Corriere del Veneto (Treviso e Belluno)
«Nessuna diatriba, abbiamo diviso i ruoli per fare ordine»
PADOVA Professor Marco Pierotti, lei è il direttore scientifico dell’Istituto di Ricerca pediatrica (Irp): cosa sta succedendo?
«Nulla di eccezionale. Sono sorpreso da tanto clamore sorto in merito al cambio di statuto, voluto da tutti i soggetti interessati per migliorare la gestione dell’Istituto. Quando sono arrivato, nell’aprile 2015, la torre era un condominio: ogni gruppo di ricerca era un microcosmo a sé, procedeva per conto proprio e chiedeva fondi a nome di diversi enti, a seconda della propria provenienza: Università, Irp, Istituto oncologico veneto, eccetera. Ora che è stata formalizzata la divisione dei compiti tra Fondazione Città della Speranza e Istituto, la situazione è più ordinata. Con il nuovo statuto l’Irp diventa un soggetto autonomo, che deve cercare finanziamenti sul mercato per sostenere i progetti di ricerca e che ha un “proprietario”: la Fondazione appunto». E come cambia il ruolo della Fondazione?
«Diventa una Charity, che a fronte della progettualità presentata ogni tre anni dall’Istituto può decidere se finanziarla in toto o in parte. E magari sostenere altri progetti, anche esterni. Insomma, prima c’era una commistione di funzioni che creava caos, ora c’è una giusta separazione di ruoli e funzioni».
Ma se tutto è così chiaro, perchè le dimissioni di Stefano Bellon e le recriminazioni di Franco Masello di aver speso molto e ottenuto pochi risultati?

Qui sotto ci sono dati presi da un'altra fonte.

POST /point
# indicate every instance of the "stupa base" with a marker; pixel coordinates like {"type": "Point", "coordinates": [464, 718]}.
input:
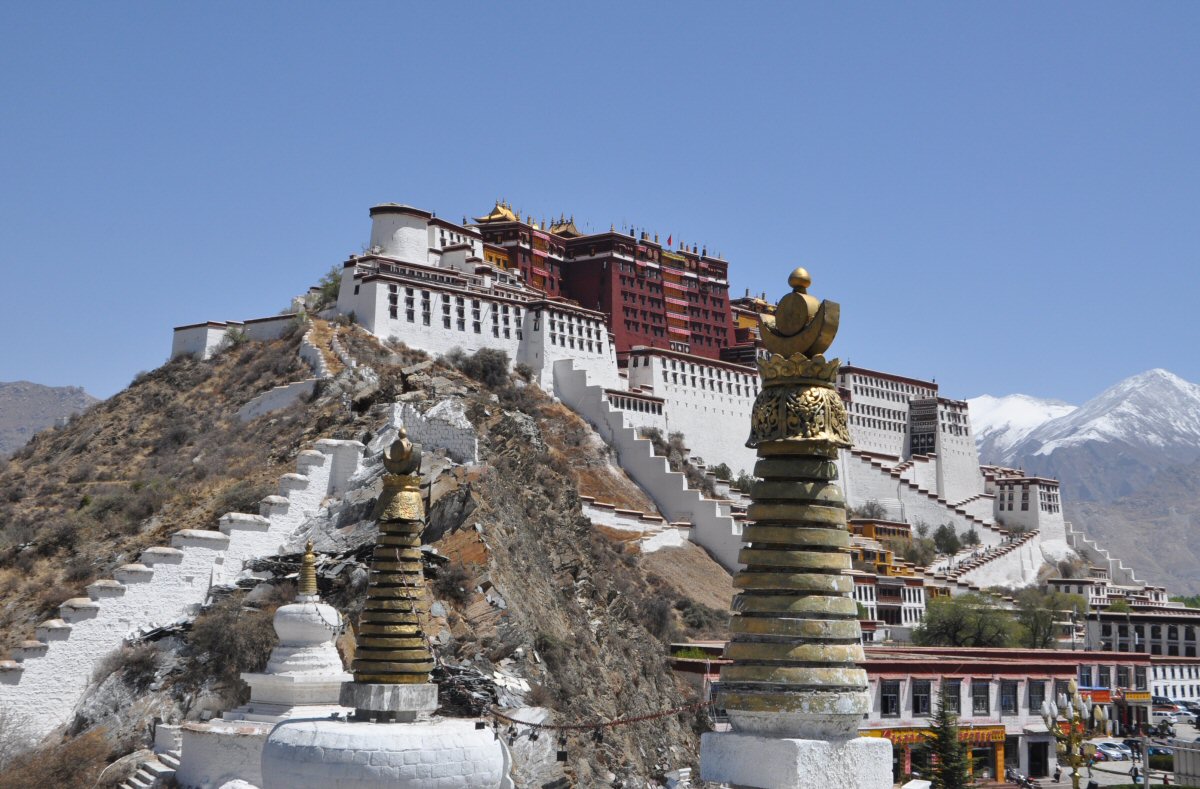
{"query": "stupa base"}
{"type": "Point", "coordinates": [754, 762]}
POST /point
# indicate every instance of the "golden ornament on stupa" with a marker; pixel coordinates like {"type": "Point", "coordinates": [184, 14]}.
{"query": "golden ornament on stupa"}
{"type": "Point", "coordinates": [391, 644]}
{"type": "Point", "coordinates": [795, 640]}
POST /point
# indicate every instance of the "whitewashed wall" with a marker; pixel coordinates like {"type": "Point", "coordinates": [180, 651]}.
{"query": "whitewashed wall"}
{"type": "Point", "coordinates": [714, 417]}
{"type": "Point", "coordinates": [168, 584]}
{"type": "Point", "coordinates": [201, 341]}
{"type": "Point", "coordinates": [712, 529]}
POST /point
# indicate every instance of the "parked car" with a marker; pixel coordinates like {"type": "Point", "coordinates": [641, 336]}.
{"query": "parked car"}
{"type": "Point", "coordinates": [1120, 746]}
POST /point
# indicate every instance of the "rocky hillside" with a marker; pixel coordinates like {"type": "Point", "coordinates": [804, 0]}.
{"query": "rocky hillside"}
{"type": "Point", "coordinates": [1128, 461]}
{"type": "Point", "coordinates": [27, 408]}
{"type": "Point", "coordinates": [526, 589]}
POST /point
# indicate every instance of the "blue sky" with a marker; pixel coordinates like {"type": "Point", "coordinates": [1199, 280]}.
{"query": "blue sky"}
{"type": "Point", "coordinates": [1002, 196]}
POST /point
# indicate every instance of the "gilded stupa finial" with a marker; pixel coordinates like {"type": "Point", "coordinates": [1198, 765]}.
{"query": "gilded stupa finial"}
{"type": "Point", "coordinates": [307, 583]}
{"type": "Point", "coordinates": [801, 324]}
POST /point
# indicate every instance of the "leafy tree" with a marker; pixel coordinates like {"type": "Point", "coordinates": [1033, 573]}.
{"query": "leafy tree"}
{"type": "Point", "coordinates": [949, 753]}
{"type": "Point", "coordinates": [966, 620]}
{"type": "Point", "coordinates": [1037, 612]}
{"type": "Point", "coordinates": [919, 552]}
{"type": "Point", "coordinates": [329, 287]}
{"type": "Point", "coordinates": [947, 540]}
{"type": "Point", "coordinates": [873, 509]}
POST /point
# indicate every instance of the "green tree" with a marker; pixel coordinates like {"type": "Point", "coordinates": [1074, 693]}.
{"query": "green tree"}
{"type": "Point", "coordinates": [1037, 612]}
{"type": "Point", "coordinates": [966, 620]}
{"type": "Point", "coordinates": [329, 285]}
{"type": "Point", "coordinates": [949, 753]}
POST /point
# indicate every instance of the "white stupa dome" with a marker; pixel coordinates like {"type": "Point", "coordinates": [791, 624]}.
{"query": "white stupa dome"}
{"type": "Point", "coordinates": [349, 754]}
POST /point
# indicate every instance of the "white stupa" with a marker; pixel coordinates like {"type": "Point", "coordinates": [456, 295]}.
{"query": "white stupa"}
{"type": "Point", "coordinates": [395, 740]}
{"type": "Point", "coordinates": [303, 680]}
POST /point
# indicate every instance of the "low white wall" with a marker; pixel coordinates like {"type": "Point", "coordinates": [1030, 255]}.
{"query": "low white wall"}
{"type": "Point", "coordinates": [265, 329]}
{"type": "Point", "coordinates": [214, 754]}
{"type": "Point", "coordinates": [714, 531]}
{"type": "Point", "coordinates": [167, 585]}
{"type": "Point", "coordinates": [442, 427]}
{"type": "Point", "coordinates": [201, 341]}
{"type": "Point", "coordinates": [276, 398]}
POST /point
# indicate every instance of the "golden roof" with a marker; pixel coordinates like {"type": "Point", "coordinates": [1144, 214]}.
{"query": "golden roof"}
{"type": "Point", "coordinates": [565, 227]}
{"type": "Point", "coordinates": [502, 212]}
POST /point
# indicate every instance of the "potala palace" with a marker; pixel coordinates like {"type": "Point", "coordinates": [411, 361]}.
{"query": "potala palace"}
{"type": "Point", "coordinates": [641, 338]}
{"type": "Point", "coordinates": [635, 335]}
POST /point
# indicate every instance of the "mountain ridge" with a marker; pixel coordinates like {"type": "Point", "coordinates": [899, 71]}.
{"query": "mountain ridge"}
{"type": "Point", "coordinates": [1128, 461]}
{"type": "Point", "coordinates": [27, 408]}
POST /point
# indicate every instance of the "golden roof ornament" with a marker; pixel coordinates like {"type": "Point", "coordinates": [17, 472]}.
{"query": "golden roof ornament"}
{"type": "Point", "coordinates": [796, 643]}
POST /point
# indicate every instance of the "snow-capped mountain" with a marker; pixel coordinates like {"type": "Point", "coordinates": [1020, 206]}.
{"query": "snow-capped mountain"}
{"type": "Point", "coordinates": [1102, 450]}
{"type": "Point", "coordinates": [1128, 461]}
{"type": "Point", "coordinates": [1001, 422]}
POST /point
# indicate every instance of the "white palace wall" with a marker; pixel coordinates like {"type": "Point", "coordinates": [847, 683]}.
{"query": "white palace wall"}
{"type": "Point", "coordinates": [708, 402]}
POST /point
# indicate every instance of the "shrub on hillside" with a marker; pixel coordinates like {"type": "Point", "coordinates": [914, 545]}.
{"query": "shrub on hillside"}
{"type": "Point", "coordinates": [487, 366]}
{"type": "Point", "coordinates": [226, 640]}
{"type": "Point", "coordinates": [77, 762]}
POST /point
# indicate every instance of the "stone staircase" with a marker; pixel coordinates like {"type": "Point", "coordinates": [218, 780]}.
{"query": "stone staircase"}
{"type": "Point", "coordinates": [712, 525]}
{"type": "Point", "coordinates": [1117, 570]}
{"type": "Point", "coordinates": [168, 584]}
{"type": "Point", "coordinates": [285, 395]}
{"type": "Point", "coordinates": [156, 772]}
{"type": "Point", "coordinates": [915, 499]}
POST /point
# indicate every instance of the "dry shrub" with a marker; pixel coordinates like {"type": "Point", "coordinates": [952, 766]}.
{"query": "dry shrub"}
{"type": "Point", "coordinates": [77, 762]}
{"type": "Point", "coordinates": [226, 640]}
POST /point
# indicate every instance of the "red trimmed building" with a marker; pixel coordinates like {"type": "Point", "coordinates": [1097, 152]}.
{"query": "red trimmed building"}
{"type": "Point", "coordinates": [653, 295]}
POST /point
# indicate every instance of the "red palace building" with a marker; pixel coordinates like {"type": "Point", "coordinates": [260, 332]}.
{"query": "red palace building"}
{"type": "Point", "coordinates": [653, 295]}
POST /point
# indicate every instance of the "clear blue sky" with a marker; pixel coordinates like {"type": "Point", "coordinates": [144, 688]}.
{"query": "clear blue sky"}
{"type": "Point", "coordinates": [1001, 196]}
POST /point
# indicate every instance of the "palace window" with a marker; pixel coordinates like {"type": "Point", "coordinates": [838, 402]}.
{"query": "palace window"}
{"type": "Point", "coordinates": [921, 697]}
{"type": "Point", "coordinates": [1037, 694]}
{"type": "Point", "coordinates": [889, 698]}
{"type": "Point", "coordinates": [981, 697]}
{"type": "Point", "coordinates": [953, 690]}
{"type": "Point", "coordinates": [1008, 697]}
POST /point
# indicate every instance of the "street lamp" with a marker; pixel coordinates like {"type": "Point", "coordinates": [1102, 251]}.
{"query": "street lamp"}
{"type": "Point", "coordinates": [1073, 709]}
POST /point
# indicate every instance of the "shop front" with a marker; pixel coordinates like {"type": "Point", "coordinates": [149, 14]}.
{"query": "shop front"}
{"type": "Point", "coordinates": [910, 750]}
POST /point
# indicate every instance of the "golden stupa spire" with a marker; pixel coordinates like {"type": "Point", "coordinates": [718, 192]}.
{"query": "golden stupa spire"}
{"type": "Point", "coordinates": [796, 645]}
{"type": "Point", "coordinates": [307, 582]}
{"type": "Point", "coordinates": [391, 646]}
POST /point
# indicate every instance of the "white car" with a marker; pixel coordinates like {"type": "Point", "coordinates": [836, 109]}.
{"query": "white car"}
{"type": "Point", "coordinates": [1120, 746]}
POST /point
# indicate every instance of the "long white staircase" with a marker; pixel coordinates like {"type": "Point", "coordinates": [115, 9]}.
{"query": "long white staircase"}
{"type": "Point", "coordinates": [1117, 570]}
{"type": "Point", "coordinates": [168, 584]}
{"type": "Point", "coordinates": [712, 528]}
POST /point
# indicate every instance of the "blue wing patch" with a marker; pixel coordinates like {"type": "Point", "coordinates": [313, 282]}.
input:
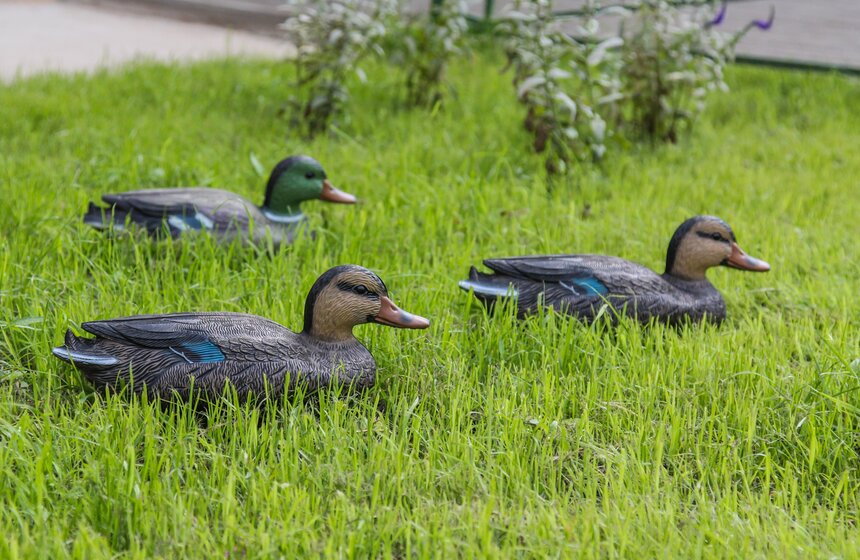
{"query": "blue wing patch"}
{"type": "Point", "coordinates": [588, 286]}
{"type": "Point", "coordinates": [204, 352]}
{"type": "Point", "coordinates": [185, 222]}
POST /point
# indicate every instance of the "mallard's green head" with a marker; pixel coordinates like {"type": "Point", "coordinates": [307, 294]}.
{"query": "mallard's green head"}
{"type": "Point", "coordinates": [297, 179]}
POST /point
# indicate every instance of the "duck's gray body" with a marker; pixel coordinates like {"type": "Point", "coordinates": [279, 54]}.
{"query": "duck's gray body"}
{"type": "Point", "coordinates": [169, 354]}
{"type": "Point", "coordinates": [174, 211]}
{"type": "Point", "coordinates": [582, 285]}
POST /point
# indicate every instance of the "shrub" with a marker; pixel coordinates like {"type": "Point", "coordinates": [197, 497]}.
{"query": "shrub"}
{"type": "Point", "coordinates": [332, 37]}
{"type": "Point", "coordinates": [427, 45]}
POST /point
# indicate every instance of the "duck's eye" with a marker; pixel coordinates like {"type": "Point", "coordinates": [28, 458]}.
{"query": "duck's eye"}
{"type": "Point", "coordinates": [360, 290]}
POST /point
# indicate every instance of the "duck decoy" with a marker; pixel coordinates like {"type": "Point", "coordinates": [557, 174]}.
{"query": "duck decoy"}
{"type": "Point", "coordinates": [223, 213]}
{"type": "Point", "coordinates": [581, 285]}
{"type": "Point", "coordinates": [172, 354]}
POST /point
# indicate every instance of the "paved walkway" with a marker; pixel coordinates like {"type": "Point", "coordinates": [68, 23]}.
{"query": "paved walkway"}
{"type": "Point", "coordinates": [812, 31]}
{"type": "Point", "coordinates": [41, 35]}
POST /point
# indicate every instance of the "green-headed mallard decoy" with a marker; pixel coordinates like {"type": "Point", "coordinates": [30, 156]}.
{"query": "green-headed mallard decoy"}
{"type": "Point", "coordinates": [225, 214]}
{"type": "Point", "coordinates": [581, 284]}
{"type": "Point", "coordinates": [167, 354]}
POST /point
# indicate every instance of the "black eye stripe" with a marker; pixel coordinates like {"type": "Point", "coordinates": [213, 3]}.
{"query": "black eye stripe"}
{"type": "Point", "coordinates": [716, 236]}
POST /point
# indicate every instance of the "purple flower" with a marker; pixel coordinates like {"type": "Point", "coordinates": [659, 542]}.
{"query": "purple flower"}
{"type": "Point", "coordinates": [718, 19]}
{"type": "Point", "coordinates": [764, 25]}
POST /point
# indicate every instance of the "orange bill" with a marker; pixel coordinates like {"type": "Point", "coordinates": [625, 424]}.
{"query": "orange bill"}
{"type": "Point", "coordinates": [740, 260]}
{"type": "Point", "coordinates": [332, 194]}
{"type": "Point", "coordinates": [391, 315]}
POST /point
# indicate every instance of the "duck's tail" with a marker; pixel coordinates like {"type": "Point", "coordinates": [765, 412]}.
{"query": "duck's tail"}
{"type": "Point", "coordinates": [105, 218]}
{"type": "Point", "coordinates": [82, 352]}
{"type": "Point", "coordinates": [488, 287]}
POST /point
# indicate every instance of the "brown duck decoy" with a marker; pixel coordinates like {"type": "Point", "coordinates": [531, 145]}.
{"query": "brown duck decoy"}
{"type": "Point", "coordinates": [581, 285]}
{"type": "Point", "coordinates": [168, 354]}
{"type": "Point", "coordinates": [224, 214]}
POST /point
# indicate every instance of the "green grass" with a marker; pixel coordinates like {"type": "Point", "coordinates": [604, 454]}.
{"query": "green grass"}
{"type": "Point", "coordinates": [484, 436]}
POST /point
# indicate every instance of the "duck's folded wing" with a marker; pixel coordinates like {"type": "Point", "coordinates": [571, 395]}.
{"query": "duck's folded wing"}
{"type": "Point", "coordinates": [193, 337]}
{"type": "Point", "coordinates": [199, 207]}
{"type": "Point", "coordinates": [596, 275]}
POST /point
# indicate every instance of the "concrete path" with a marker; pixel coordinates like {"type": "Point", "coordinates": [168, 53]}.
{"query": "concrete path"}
{"type": "Point", "coordinates": [813, 31]}
{"type": "Point", "coordinates": [43, 35]}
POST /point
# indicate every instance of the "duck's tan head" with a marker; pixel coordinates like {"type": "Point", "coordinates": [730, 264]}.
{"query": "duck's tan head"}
{"type": "Point", "coordinates": [349, 295]}
{"type": "Point", "coordinates": [703, 242]}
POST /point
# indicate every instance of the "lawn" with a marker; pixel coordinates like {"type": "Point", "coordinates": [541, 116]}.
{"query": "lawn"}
{"type": "Point", "coordinates": [484, 436]}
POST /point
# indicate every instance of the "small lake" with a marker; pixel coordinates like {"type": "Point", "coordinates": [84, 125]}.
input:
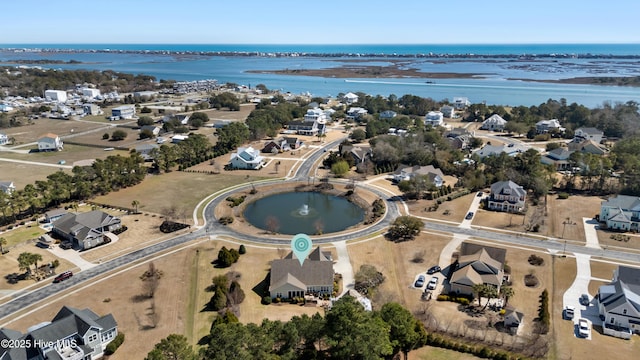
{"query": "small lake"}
{"type": "Point", "coordinates": [303, 212]}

«Ripeto: questo era un passaggio obbligato ed è stato condiviso da tutti. La Fondazione Città della Speranza ha costruito in tre anni l’Istituto di ricerca pediatrica più grande d’Europa, ma ha pagato uno scotto di “gioventù”, quindi di inesperienza, perciò all’inizio la gestione era caotica, bisognava mettere ordine. La prima indicazione che mi diedero i due fondatori, Franco Masello e Andrea Camporese, fu proprio di separare le funzioni, per sciogliere l’equivoco di fondo». E ha funzionato?
«Eh si, adesso i gruppi di ricerca interagiscono e tutti chiedono grant (assegni di ricerca, ndr) a nome dell’Irp».